One study by state and federal experts, involving the University of Alabama, found that one of the nation’s biggest fraternity and sorority systems was behind 91 per cent of the social gatherings that drove an outbreak of more than 1,000 cases.

So-called Greek systems do not bear all the blame for campus outbreaks. A New York Times tracking project last semester identified more than 85 colleges with at least 1,000 infections and 680 with at least 100. Among those outbreaks, the mass of arriving students, their embrace at local bars, and the insistence of colleges on resuming sports also were seen as major contributors.

Their handling of the pandemic, though, is exacerbating pressure that fraternities and sororities face from within. On several campuses, students – including former members – have been challenging a tradition they see as more interested in personal self-interest than in broad educational and social improvement.

One petition by former fraternity and sorority members at Vanderbilt University has attracted the signatures of more than 1,300 people who regard the Greek system as an outdated domain for perpetuating wealthy white privilege.

The activists cite data showing that fraternities and sororities account for 76 per cent of US senators, 85 per cent of Fortune 500 executives, and 85 per cent of Supreme Court justices since 1910.

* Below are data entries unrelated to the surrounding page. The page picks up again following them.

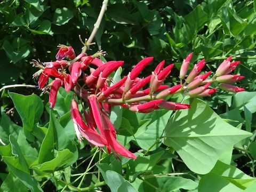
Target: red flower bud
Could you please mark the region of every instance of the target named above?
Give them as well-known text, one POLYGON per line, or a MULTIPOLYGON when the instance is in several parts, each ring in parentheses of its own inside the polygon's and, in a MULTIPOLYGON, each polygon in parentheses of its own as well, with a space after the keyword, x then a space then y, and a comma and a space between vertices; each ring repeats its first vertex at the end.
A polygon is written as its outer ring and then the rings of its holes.
POLYGON ((158 104, 157 106, 162 109, 175 110, 190 108, 191 106, 187 104, 178 103, 173 102, 164 101, 158 104))
POLYGON ((188 66, 189 66, 189 62, 190 61, 191 58, 192 58, 193 53, 189 54, 187 58, 183 61, 182 65, 180 68, 180 79, 183 79, 185 78, 186 75, 188 71, 188 66))
POLYGON ((61 86, 63 85, 63 81, 59 78, 56 78, 52 82, 52 86, 50 92, 49 103, 50 108, 53 108, 56 102, 58 90, 61 86))
POLYGON ((227 84, 221 84, 219 85, 219 86, 222 90, 223 90, 226 91, 229 91, 234 93, 236 93, 241 91, 244 91, 244 89, 242 87, 239 87, 237 86, 234 86, 232 85, 229 85, 227 84))

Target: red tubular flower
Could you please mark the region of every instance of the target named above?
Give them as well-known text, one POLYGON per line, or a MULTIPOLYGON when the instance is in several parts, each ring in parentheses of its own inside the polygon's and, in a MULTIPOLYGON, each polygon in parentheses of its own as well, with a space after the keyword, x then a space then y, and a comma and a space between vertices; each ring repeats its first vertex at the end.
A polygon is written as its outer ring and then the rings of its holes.
POLYGON ((102 119, 100 116, 100 108, 99 106, 99 103, 97 102, 97 96, 94 94, 91 94, 88 97, 88 99, 90 102, 92 116, 94 119, 96 125, 97 125, 100 134, 104 135, 103 131, 102 119))
POLYGON ((73 65, 71 71, 71 78, 74 84, 76 83, 77 79, 81 75, 81 63, 78 61, 75 62, 73 65))
POLYGON ((237 86, 234 86, 232 85, 229 85, 227 84, 222 83, 219 85, 219 86, 222 90, 223 90, 226 91, 229 91, 233 93, 236 93, 241 91, 244 91, 244 89, 242 87, 239 87, 237 86))
POLYGON ((156 96, 156 99, 163 99, 166 98, 167 96, 174 93, 176 91, 179 90, 181 87, 180 84, 173 86, 173 87, 166 89, 165 90, 161 91, 156 96))
POLYGON ((216 78, 216 81, 219 83, 234 83, 244 78, 244 76, 237 75, 224 75, 216 78))
POLYGON ((132 111, 141 112, 145 110, 155 109, 157 104, 163 101, 163 99, 156 99, 151 101, 147 102, 143 104, 135 105, 129 108, 132 111))
POLYGON ((103 114, 101 116, 104 125, 104 134, 111 150, 114 153, 114 155, 116 156, 115 153, 117 153, 124 157, 136 159, 137 157, 132 153, 129 151, 117 142, 116 139, 115 129, 108 117, 103 114))
POLYGON ((189 105, 178 103, 173 102, 164 101, 158 104, 157 106, 162 109, 175 110, 178 109, 185 109, 191 107, 189 105))
POLYGON ((147 77, 143 78, 141 81, 139 82, 136 85, 133 86, 124 95, 124 99, 128 100, 132 98, 132 95, 136 93, 136 92, 140 89, 142 88, 147 83, 149 82, 151 79, 151 75, 149 75, 147 77))
POLYGON ((70 91, 71 88, 72 88, 72 79, 70 75, 67 74, 66 76, 64 78, 64 85, 65 87, 65 90, 67 92, 70 91))
POLYGON ((204 91, 203 93, 200 93, 197 96, 199 97, 207 97, 211 96, 212 94, 214 93, 216 91, 217 91, 217 89, 207 89, 205 91, 204 91))
MULTIPOLYGON (((171 70, 174 66, 174 64, 171 64, 165 67, 158 75, 155 76, 154 79, 150 82, 149 87, 151 89, 151 93, 155 92, 159 86, 163 83, 165 78, 170 74, 171 70)), ((153 75, 154 76, 154 74, 153 75)))
POLYGON ((188 90, 192 90, 196 87, 197 86, 201 85, 203 82, 209 76, 211 73, 211 71, 210 71, 203 75, 199 75, 196 76, 194 81, 188 84, 187 88, 188 90))
POLYGON ((126 93, 131 87, 136 77, 138 77, 141 70, 144 69, 149 63, 152 61, 154 58, 153 57, 148 57, 142 59, 139 62, 134 68, 128 74, 128 78, 125 81, 124 92, 126 93))
POLYGON ((74 123, 75 130, 78 140, 82 141, 82 137, 84 137, 89 142, 97 146, 103 147, 107 145, 107 141, 101 137, 95 129, 90 129, 84 123, 78 109, 77 102, 75 99, 72 100, 70 107, 70 114, 74 123))
POLYGON ((39 89, 42 89, 44 86, 44 85, 45 85, 45 84, 48 81, 50 76, 50 75, 45 74, 44 71, 41 73, 41 74, 40 75, 40 77, 39 77, 38 83, 39 89))
POLYGON ((74 59, 76 57, 76 54, 71 46, 60 44, 58 47, 59 50, 55 56, 57 60, 62 60, 66 57, 70 59, 74 59))
POLYGON ((191 97, 198 95, 200 93, 203 92, 207 88, 208 88, 211 82, 209 82, 204 86, 189 91, 187 94, 191 97))
POLYGON ((192 55, 193 55, 193 53, 189 54, 187 58, 183 61, 182 65, 180 68, 180 79, 183 79, 185 78, 187 72, 188 71, 188 66, 189 66, 189 62, 190 61, 192 55))
POLYGON ((52 82, 51 91, 50 92, 49 103, 50 108, 53 108, 56 102, 56 97, 57 97, 58 90, 61 86, 63 85, 63 81, 59 78, 56 78, 52 82))
MULTIPOLYGON (((157 89, 157 90, 156 90, 155 92, 158 92, 158 91, 162 91, 165 89, 166 89, 166 88, 168 88, 169 86, 168 85, 160 85, 158 87, 158 89, 157 89)), ((147 94, 149 94, 149 92, 150 91, 150 88, 148 88, 148 89, 146 89, 146 90, 143 90, 142 91, 142 92, 145 94, 145 95, 147 95, 147 94)))
POLYGON ((192 70, 187 77, 186 81, 188 83, 190 83, 193 81, 195 77, 200 73, 201 70, 204 68, 205 65, 205 63, 204 62, 204 59, 200 61, 197 64, 195 65, 192 70))
POLYGON ((123 85, 126 81, 127 76, 124 77, 121 80, 114 85, 112 85, 110 87, 108 87, 106 91, 102 92, 100 95, 98 97, 98 101, 102 102, 105 100, 106 98, 108 97, 110 94, 112 94, 116 90, 119 89, 122 85, 123 85))

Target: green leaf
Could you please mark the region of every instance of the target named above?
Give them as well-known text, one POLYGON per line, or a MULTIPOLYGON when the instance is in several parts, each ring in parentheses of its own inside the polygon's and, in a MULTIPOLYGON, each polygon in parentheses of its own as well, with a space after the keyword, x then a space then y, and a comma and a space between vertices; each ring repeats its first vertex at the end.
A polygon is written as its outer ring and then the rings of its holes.
POLYGON ((214 173, 203 176, 199 182, 199 191, 240 192, 244 190, 233 184, 227 179, 214 173))
POLYGON ((28 172, 22 170, 19 160, 15 157, 3 157, 12 172, 32 192, 43 192, 37 181, 28 172))
MULTIPOLYGON (((110 86, 117 83, 121 79, 122 68, 119 67, 116 70, 113 77, 113 82, 110 86)), ((116 129, 120 127, 122 122, 123 108, 119 106, 114 106, 111 110, 110 119, 116 129)))
POLYGON ((106 12, 113 20, 120 24, 134 25, 135 20, 127 7, 122 4, 109 5, 106 12))
POLYGON ((73 17, 73 12, 68 8, 58 8, 55 10, 53 22, 56 25, 63 25, 67 23, 73 17))
POLYGON ((111 192, 138 191, 128 181, 125 180, 122 175, 115 171, 107 171, 106 177, 106 182, 110 188, 111 192))
POLYGON ((35 124, 38 122, 43 114, 43 105, 41 99, 35 94, 25 96, 14 93, 9 93, 14 106, 21 118, 24 133, 31 141, 34 136, 31 131, 35 124))
POLYGON ((56 157, 51 161, 44 162, 40 165, 34 166, 34 170, 53 173, 55 171, 63 169, 73 161, 74 154, 68 149, 58 151, 56 157))
POLYGON ((191 30, 197 30, 208 21, 208 15, 201 7, 200 5, 184 17, 186 22, 191 30))
MULTIPOLYGON (((51 113, 52 111, 50 110, 50 114, 51 113)), ((49 127, 39 152, 38 163, 43 163, 54 158, 54 123, 53 121, 52 115, 50 115, 49 127)))
MULTIPOLYGON (((179 191, 180 189, 185 190, 195 189, 198 183, 191 179, 179 177, 152 177, 144 178, 149 183, 161 189, 163 192, 179 191)), ((146 182, 143 182, 139 187, 140 192, 154 192, 155 189, 149 186, 146 182)))
POLYGON ((0 192, 25 192, 28 190, 26 186, 11 173, 9 173, 0 187, 0 192))
POLYGON ((173 147, 191 171, 206 174, 227 149, 252 134, 225 122, 199 99, 190 105, 172 116, 164 143, 173 147))
POLYGON ((19 164, 22 171, 29 173, 28 165, 26 161, 24 156, 20 149, 19 145, 18 145, 17 140, 12 135, 10 135, 10 142, 12 146, 12 154, 18 157, 19 164))
POLYGON ((3 49, 5 51, 6 55, 14 63, 29 55, 30 51, 28 48, 29 48, 28 46, 21 46, 20 49, 15 50, 8 41, 5 40, 3 43, 3 49))
MULTIPOLYGON (((148 124, 143 124, 138 129, 134 135, 136 141, 141 148, 148 150, 156 140, 162 136, 172 111, 166 110, 157 110, 152 113, 154 119, 148 124)), ((145 119, 147 119, 145 118, 145 119)), ((156 149, 160 145, 158 143, 154 145, 150 151, 156 149)))
POLYGON ((21 129, 21 127, 12 122, 5 113, 2 113, 0 133, 1 133, 1 139, 4 143, 7 144, 9 143, 9 135, 10 134, 17 139, 19 132, 21 129))
POLYGON ((243 91, 236 93, 233 106, 234 108, 239 107, 241 109, 244 109, 243 107, 245 106, 252 114, 256 112, 256 91, 243 91))

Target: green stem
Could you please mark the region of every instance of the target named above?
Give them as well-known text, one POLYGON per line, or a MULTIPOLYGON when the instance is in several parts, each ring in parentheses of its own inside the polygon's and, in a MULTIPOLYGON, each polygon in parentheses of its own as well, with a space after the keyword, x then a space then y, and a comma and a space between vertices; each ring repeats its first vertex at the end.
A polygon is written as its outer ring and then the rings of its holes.
MULTIPOLYGON (((87 172, 88 172, 89 170, 89 168, 91 166, 91 165, 92 163, 92 161, 93 161, 94 157, 95 157, 95 156, 96 155, 96 154, 97 154, 98 151, 99 151, 99 148, 97 148, 97 149, 96 150, 96 151, 95 151, 94 154, 93 154, 93 156, 92 156, 91 161, 90 161, 90 163, 89 163, 89 164, 88 165, 87 168, 86 168, 86 170, 85 170, 85 172, 84 173, 83 175, 83 177, 82 178, 82 179, 81 179, 81 181, 80 181, 80 183, 79 183, 78 185, 78 186, 77 187, 78 188, 80 188, 80 187, 81 186, 82 184, 83 183, 83 181, 84 181, 84 179, 85 177, 85 175, 86 175, 86 173, 87 172)), ((82 175, 81 175, 82 176, 82 175)))
POLYGON ((90 45, 92 44, 92 41, 93 38, 94 38, 96 33, 97 33, 98 29, 100 27, 100 23, 102 20, 103 16, 104 15, 104 13, 105 11, 107 10, 107 6, 108 5, 108 0, 104 0, 102 2, 102 6, 101 7, 101 9, 100 10, 100 14, 99 14, 99 16, 98 17, 97 20, 94 24, 94 27, 93 29, 92 30, 92 33, 91 34, 88 40, 86 41, 85 42, 85 45, 83 48, 82 51, 82 53, 86 53, 87 50, 89 49, 89 46, 90 45))
POLYGON ((3 90, 7 88, 11 88, 11 87, 24 87, 27 88, 34 88, 36 89, 36 85, 21 85, 21 84, 15 84, 15 85, 5 85, 3 87, 0 89, 0 92, 3 91, 3 90))
POLYGON ((140 175, 140 177, 160 177, 160 176, 172 176, 172 175, 187 175, 189 174, 188 173, 166 173, 166 174, 154 174, 151 175, 140 175))
POLYGON ((153 187, 153 188, 154 188, 154 189, 156 189, 156 190, 157 190, 157 191, 161 191, 161 192, 163 191, 161 189, 159 189, 159 188, 156 187, 156 186, 155 186, 154 185, 151 184, 149 182, 147 181, 146 180, 145 180, 144 179, 142 178, 141 177, 138 177, 138 178, 139 178, 139 179, 140 179, 141 180, 142 180, 143 182, 144 182, 145 183, 148 185, 149 186, 153 187))

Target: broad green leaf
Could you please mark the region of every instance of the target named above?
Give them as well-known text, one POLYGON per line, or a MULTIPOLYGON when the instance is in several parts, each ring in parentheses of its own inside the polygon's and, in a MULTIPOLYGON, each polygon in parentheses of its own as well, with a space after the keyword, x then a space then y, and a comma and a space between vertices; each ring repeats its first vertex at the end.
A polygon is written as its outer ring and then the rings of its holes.
POLYGON ((236 93, 234 99, 234 107, 241 107, 243 109, 243 106, 251 111, 252 114, 256 112, 256 91, 243 91, 236 93))
POLYGON ((1 83, 15 82, 19 78, 19 68, 13 63, 3 62, 0 70, 0 82, 1 83))
POLYGON ((19 164, 18 158, 15 157, 4 156, 3 159, 13 174, 32 192, 43 191, 37 181, 27 172, 22 170, 22 167, 19 164))
POLYGON ((208 15, 201 7, 200 5, 184 17, 187 23, 192 30, 199 29, 208 21, 208 15))
POLYGON ((28 165, 24 158, 23 154, 18 144, 17 139, 12 135, 10 135, 10 142, 12 146, 12 154, 18 157, 19 164, 23 171, 29 173, 28 165))
MULTIPOLYGON (((161 189, 163 192, 179 191, 180 189, 186 190, 195 189, 198 183, 191 179, 185 179, 179 177, 152 177, 143 178, 147 182, 156 187, 161 189)), ((140 192, 154 192, 154 189, 146 182, 142 182, 139 186, 140 192)))
POLYGON ((25 192, 28 190, 26 186, 11 173, 9 173, 0 187, 0 192, 25 192))
POLYGON ((70 162, 74 161, 74 154, 68 149, 58 151, 56 157, 50 161, 44 162, 40 165, 33 167, 36 170, 53 173, 68 166, 70 162))
MULTIPOLYGON (((121 79, 122 68, 119 67, 116 70, 113 77, 113 83, 110 86, 117 83, 121 79)), ((120 127, 122 122, 123 108, 119 106, 114 106, 110 113, 110 119, 115 127, 118 130, 120 127)))
MULTIPOLYGON (((50 113, 52 113, 52 110, 50 113)), ((39 152, 38 163, 48 162, 54 158, 54 122, 52 116, 50 117, 50 125, 45 137, 42 142, 39 152)))
POLYGON ((125 180, 122 175, 115 171, 107 171, 106 177, 106 182, 110 188, 111 192, 138 191, 128 181, 125 180))
POLYGON ((199 182, 198 191, 242 192, 244 190, 231 183, 228 180, 215 173, 203 176, 199 182))
POLYGON ((127 7, 122 4, 109 5, 106 12, 117 23, 120 24, 135 24, 135 20, 127 7))
POLYGON ((33 126, 35 123, 39 122, 43 114, 43 102, 41 99, 35 94, 25 96, 9 93, 9 95, 21 118, 25 135, 31 141, 34 138, 31 134, 33 126))
POLYGON ((256 159, 256 141, 252 141, 251 143, 249 149, 252 157, 256 159))
POLYGON ((56 25, 63 25, 67 23, 73 17, 73 12, 68 8, 58 8, 55 10, 53 22, 56 25))
POLYGON ((223 121, 203 101, 177 111, 166 126, 164 143, 177 151, 191 171, 206 174, 227 149, 252 135, 223 121))
MULTIPOLYGON (((145 150, 148 150, 156 140, 162 136, 172 113, 172 111, 165 110, 156 111, 153 114, 154 115, 154 118, 156 119, 153 119, 155 121, 151 121, 149 124, 147 125, 143 124, 138 129, 134 137, 140 147, 145 150)), ((161 143, 157 143, 150 150, 155 150, 160 145, 161 143)))
POLYGON ((9 143, 9 135, 10 134, 18 138, 19 132, 21 127, 12 122, 10 117, 5 113, 2 113, 1 122, 0 123, 1 139, 5 144, 9 143))
POLYGON ((30 53, 29 46, 21 46, 20 49, 16 50, 7 40, 4 41, 2 47, 5 51, 6 55, 14 63, 22 59, 26 58, 30 53))
POLYGON ((27 141, 27 139, 22 130, 20 131, 18 137, 17 142, 25 156, 34 156, 38 157, 38 152, 35 148, 33 148, 27 141))
POLYGON ((53 109, 56 110, 60 116, 62 116, 69 112, 73 94, 73 92, 69 91, 68 93, 63 87, 60 87, 59 89, 53 109))

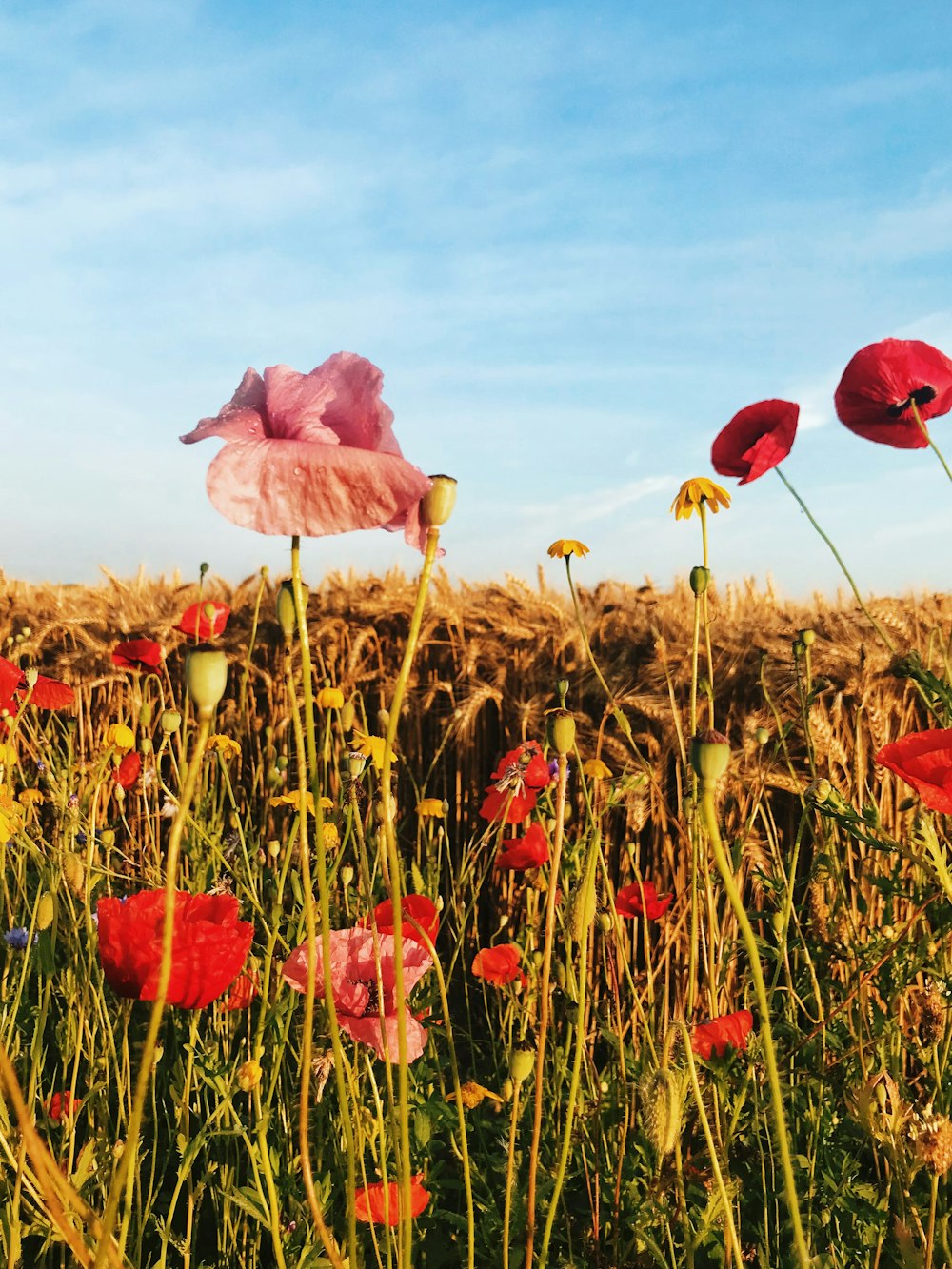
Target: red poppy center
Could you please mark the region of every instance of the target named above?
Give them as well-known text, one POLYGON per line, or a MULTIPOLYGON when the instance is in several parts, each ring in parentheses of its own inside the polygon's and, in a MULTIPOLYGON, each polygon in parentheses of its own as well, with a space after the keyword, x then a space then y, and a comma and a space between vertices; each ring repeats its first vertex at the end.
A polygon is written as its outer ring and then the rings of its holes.
POLYGON ((910 392, 905 401, 897 401, 895 405, 886 406, 886 414, 891 419, 899 419, 913 402, 916 405, 928 405, 929 401, 935 400, 937 395, 935 388, 930 383, 923 383, 920 388, 910 392))

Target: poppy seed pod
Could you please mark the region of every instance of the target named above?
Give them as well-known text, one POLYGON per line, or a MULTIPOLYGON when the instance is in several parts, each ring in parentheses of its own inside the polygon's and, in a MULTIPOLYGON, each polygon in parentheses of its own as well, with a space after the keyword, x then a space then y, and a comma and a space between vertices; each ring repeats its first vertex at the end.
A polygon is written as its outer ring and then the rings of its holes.
POLYGON ((228 659, 215 648, 198 647, 185 661, 185 680, 198 717, 211 718, 228 684, 228 659))
POLYGON ((446 524, 456 506, 456 481, 452 476, 430 476, 433 485, 423 495, 420 519, 424 524, 438 529, 446 524))
POLYGON ((716 784, 727 770, 731 747, 727 737, 708 727, 691 739, 691 766, 703 784, 716 784))
POLYGON ((575 720, 567 709, 553 709, 548 716, 548 742, 560 758, 575 747, 575 720))

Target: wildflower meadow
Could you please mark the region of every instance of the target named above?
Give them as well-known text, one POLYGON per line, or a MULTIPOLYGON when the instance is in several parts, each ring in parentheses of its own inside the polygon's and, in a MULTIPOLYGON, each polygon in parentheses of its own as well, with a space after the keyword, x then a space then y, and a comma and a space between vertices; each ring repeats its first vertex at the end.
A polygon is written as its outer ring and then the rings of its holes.
MULTIPOLYGON (((835 406, 952 480, 937 349, 835 406)), ((374 365, 249 369, 182 438, 245 582, 4 581, 9 1269, 952 1264, 952 600, 863 596, 798 412, 658 509, 670 594, 574 538, 477 586, 374 365), (760 478, 845 600, 718 585, 760 478), (308 590, 302 537, 380 528, 410 580, 308 590)))

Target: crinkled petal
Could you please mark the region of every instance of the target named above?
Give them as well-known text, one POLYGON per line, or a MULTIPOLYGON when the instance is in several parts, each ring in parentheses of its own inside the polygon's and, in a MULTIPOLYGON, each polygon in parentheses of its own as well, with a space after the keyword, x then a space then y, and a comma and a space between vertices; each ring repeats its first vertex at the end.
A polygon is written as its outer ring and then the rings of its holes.
POLYGON ((302 440, 225 445, 207 478, 213 505, 234 524, 283 537, 381 528, 429 486, 393 454, 302 440))

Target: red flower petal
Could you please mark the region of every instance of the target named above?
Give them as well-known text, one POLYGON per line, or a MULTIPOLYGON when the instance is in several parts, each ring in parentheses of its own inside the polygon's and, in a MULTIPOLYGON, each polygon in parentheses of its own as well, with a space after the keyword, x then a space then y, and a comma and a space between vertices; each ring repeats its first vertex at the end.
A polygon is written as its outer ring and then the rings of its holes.
MULTIPOLYGON (((410 1180, 410 1214, 419 1216, 430 1200, 429 1190, 420 1184, 423 1173, 410 1180)), ((359 1189, 354 1197, 354 1216, 374 1225, 400 1225, 400 1189, 396 1181, 377 1181, 359 1189), (386 1200, 383 1192, 386 1189, 386 1200), (386 1202, 386 1206, 385 1206, 386 1202)))
POLYGON ((930 811, 952 815, 952 728, 913 731, 885 745, 876 761, 911 784, 930 811))
POLYGON ((711 447, 720 476, 740 476, 748 485, 782 462, 797 434, 800 406, 792 401, 758 401, 735 414, 711 447))
POLYGON ((113 664, 123 670, 157 670, 162 650, 154 638, 131 638, 113 648, 113 664))
MULTIPOLYGON (((124 901, 100 898, 96 911, 105 981, 121 996, 155 1000, 165 892, 145 890, 124 901)), ((176 892, 169 1005, 204 1009, 239 976, 254 926, 240 921, 237 912, 234 895, 176 892)))
POLYGON ((495 868, 523 872, 548 863, 548 839, 541 824, 531 824, 524 838, 509 838, 496 851, 495 868))
POLYGON ((862 348, 843 372, 834 396, 850 431, 896 449, 924 449, 923 421, 952 410, 952 360, 918 339, 883 339, 862 348))
POLYGON ((193 638, 195 636, 198 638, 212 638, 216 634, 223 633, 225 627, 228 624, 228 617, 231 617, 231 609, 227 604, 203 599, 198 604, 189 604, 175 629, 182 631, 183 634, 190 634, 193 638), (212 609, 211 615, 208 613, 209 608, 212 609))
POLYGON ((614 907, 619 916, 645 916, 649 921, 656 921, 671 906, 671 895, 659 896, 652 881, 633 882, 631 886, 622 886, 614 896, 614 907))
POLYGON ((712 1053, 724 1057, 729 1048, 743 1053, 748 1047, 748 1036, 753 1025, 754 1015, 749 1009, 740 1009, 736 1014, 726 1014, 724 1018, 713 1018, 710 1023, 699 1023, 694 1028, 691 1047, 704 1061, 712 1053))

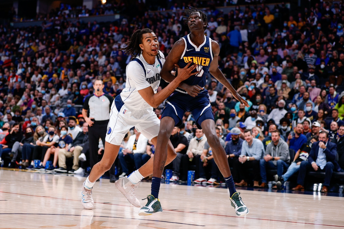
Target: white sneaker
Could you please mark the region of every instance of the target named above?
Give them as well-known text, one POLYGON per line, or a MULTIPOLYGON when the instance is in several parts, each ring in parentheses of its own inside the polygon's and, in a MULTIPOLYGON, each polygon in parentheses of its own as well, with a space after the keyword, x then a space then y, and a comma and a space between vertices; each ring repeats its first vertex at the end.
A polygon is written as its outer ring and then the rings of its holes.
POLYGON ((84 153, 82 153, 79 155, 78 158, 81 161, 86 161, 86 155, 84 153))
POLYGON ((74 174, 82 175, 85 173, 85 170, 84 169, 81 167, 79 167, 79 168, 74 171, 74 174))
POLYGON ((136 198, 135 189, 137 188, 137 184, 134 184, 129 180, 126 176, 120 178, 115 182, 115 185, 129 203, 138 208, 141 207, 139 200, 136 198))
POLYGON ((170 181, 172 181, 173 182, 178 181, 179 180, 179 177, 178 177, 176 176, 172 176, 172 177, 170 179, 170 181))
POLYGON ((208 180, 208 181, 207 182, 207 184, 214 184, 214 182, 215 181, 216 181, 216 179, 211 178, 209 179, 208 180))
POLYGON ((200 178, 194 181, 194 183, 196 184, 205 184, 207 183, 207 180, 204 178, 200 178))
POLYGON ((118 178, 122 178, 122 177, 124 177, 125 176, 126 176, 126 173, 122 173, 122 174, 121 174, 120 175, 118 176, 118 178))
POLYGON ((91 210, 93 208, 94 202, 92 198, 92 189, 88 190, 85 188, 85 181, 83 184, 83 191, 81 193, 82 197, 81 197, 81 204, 85 209, 91 210))

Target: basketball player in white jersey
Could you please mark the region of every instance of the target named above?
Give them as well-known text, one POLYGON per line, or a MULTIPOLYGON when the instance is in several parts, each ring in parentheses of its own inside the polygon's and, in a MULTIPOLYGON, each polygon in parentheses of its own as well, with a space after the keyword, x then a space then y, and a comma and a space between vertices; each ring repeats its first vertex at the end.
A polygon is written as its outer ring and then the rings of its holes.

Fraternities and sororities see some of the same statistics as positives. Promotional materials by the North American Interfraternity Conference repeatedly emphasise the prospect of graduates converting personal ties from Greek life into career advancement.

The interfraternity conference also cites a new study from the Postsecondary Education Research Center at the University of Tennessee at Knoxville showing that fraternity and sorority members report better mental health and lower rates of depression and anxiety.

In terms of Covid, said Todd Shelton, a spokesman for the interfraternity conference, the vast majority of the 6,000 fraternity chapters across the US are taking public health guidelines seriously.

“While some may struggle with Covid fatigue,” he said, “we fully support holding accountable the handful of chapters and other campus groups alleged to be violating guidelines.”

At the University of Virginia, Professor Ryan told the online community gathering that he deserved blame for trusting fraternities to behave more responsibly. “In hindsight,” he conceded, “perhaps we should have tried harder to discourage all in-person rush events.”